This Prom celebrates the centenaries of Ella Fitzgerald and Dizzy Gillespie, two legends who defined and transcended jazz. It is tricky to find anyone who can fill their boots, but the Proms have rustled up two suitably extrovert performers: singer Dianne Reeves and the Australian trumpeter James Morrison.
Reeves’s voice is closer to that of Dinah Washington or Sarah Vaughan than to Fitzgerald’s; her chesty contralto sounds more like a powerful trombone compared to the dainty clarinet that was Fitzgerald’s mezzo-soprano. But she certainly has the latter’s facility to tell a story as she improvises over a melody, each grace note and melismatic sweep animating the lyric.
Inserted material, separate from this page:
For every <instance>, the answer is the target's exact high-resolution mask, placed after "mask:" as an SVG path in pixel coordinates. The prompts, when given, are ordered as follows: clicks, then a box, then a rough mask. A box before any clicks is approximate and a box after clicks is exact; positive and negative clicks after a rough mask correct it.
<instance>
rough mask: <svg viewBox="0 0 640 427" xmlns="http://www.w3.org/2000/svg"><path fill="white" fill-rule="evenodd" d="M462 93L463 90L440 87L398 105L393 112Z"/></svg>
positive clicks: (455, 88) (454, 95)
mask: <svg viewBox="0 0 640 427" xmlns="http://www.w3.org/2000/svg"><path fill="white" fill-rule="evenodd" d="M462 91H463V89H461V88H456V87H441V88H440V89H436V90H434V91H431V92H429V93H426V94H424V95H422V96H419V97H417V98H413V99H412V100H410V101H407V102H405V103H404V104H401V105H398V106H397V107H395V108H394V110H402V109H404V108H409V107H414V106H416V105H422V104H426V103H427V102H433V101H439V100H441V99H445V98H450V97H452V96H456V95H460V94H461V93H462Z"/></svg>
Morrison is an astonishing multi-instrumentalist. He has recorded albums where he multi-tracks a 17-piece big band, playing each instrument to an astonishingly high standard. He’s also led bands in London and New York, and worked with dozens of legends, including Gillespie, but living on the other side of the world means he often gets ignored by the rest of the music scene. Tonight he proves that he can do all of Gillespie’s show-pony tricks, hitting the thrilling high notes on A Night in Tunisia and Cherokee, and holding on to trills for so long that you start to think he’s got a tank of air hidden under his suit. He can also carry a ballad such as Round Midnight, elegantly slurring through the melody as if sculpting molten metal.
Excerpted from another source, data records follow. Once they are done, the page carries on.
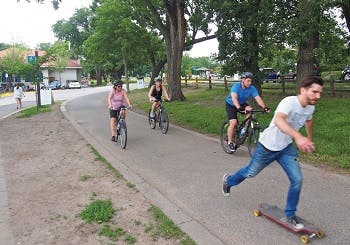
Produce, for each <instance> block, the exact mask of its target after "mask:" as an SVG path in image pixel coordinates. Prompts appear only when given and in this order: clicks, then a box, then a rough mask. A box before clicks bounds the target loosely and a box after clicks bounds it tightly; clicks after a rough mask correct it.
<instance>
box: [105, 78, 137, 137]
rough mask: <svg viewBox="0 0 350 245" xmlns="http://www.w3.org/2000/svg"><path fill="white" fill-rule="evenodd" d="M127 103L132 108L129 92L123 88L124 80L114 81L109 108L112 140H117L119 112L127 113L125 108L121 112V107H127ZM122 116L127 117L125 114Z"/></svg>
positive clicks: (123, 107) (110, 126)
mask: <svg viewBox="0 0 350 245" xmlns="http://www.w3.org/2000/svg"><path fill="white" fill-rule="evenodd" d="M126 104H128V106H129V108H130V109H131V108H132V106H131V103H130V99H129V96H128V93H127V92H126V91H125V90H124V89H123V83H122V81H120V80H115V81H114V83H113V88H112V89H111V91H110V92H109V94H108V109H109V115H110V128H111V133H112V137H111V140H112V141H115V131H116V130H115V129H116V128H115V127H116V125H117V120H118V117H119V113H126V112H125V111H124V110H123V111H122V112H121V108H125V105H126ZM122 116H123V118H125V115H122Z"/></svg>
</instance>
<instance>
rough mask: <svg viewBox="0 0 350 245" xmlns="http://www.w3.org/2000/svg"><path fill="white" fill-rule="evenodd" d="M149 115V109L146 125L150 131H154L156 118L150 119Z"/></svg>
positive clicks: (149, 112)
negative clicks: (147, 124)
mask: <svg viewBox="0 0 350 245" xmlns="http://www.w3.org/2000/svg"><path fill="white" fill-rule="evenodd" d="M150 113H151V109H149V111H148V123H149V126H150V127H151V129H154V128H155V127H156V117H154V118H151V116H150Z"/></svg>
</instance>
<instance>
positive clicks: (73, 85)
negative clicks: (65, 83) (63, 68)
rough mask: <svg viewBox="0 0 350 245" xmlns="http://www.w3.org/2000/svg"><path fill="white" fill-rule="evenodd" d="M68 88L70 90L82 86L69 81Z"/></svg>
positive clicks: (74, 80)
mask: <svg viewBox="0 0 350 245" xmlns="http://www.w3.org/2000/svg"><path fill="white" fill-rule="evenodd" d="M67 86H68V88H81V84H80V82H78V81H77V80H68V81H67Z"/></svg>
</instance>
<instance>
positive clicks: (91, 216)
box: [80, 200, 115, 223]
As with many jazz Proms, there’s a slight self-consciousness to the programme, as if cautiously introducing the genre to an audience who have never heard jazz before. This might explain the inclusion of pieces whose interest seems to be anthropological rather than aesthetic: a neutered arrangement of Duke Ellington’s Caravan and a 1930s piece called Jungle Drums by the Cuban composer Ernesto Lecuona were pointless pieces of exotica, while Ellington’s 1963 mini-symphony Harlem is far more interesting to discuss than actually listen to.
However, this desire to straddle the jazz-classical divide does mean that there’s an awful lot of George Gershwin, which is always a good thing, and Reeves’s versions of Gershwin tunes, arranged with Billy Childs, serve as the highlights. There is also a killer version of Fascinating Rhythm in 5/4 time (where Reeves and Morrison trade four-bar improvisations, as if in a Harlem cutting contest) and a deliciously lazy orchestral reading of Embraceable You (listen to how Reeves ekes seven syllables from the word “gypsy” in the lyric). This is music that comes to life when all caution is cast aside.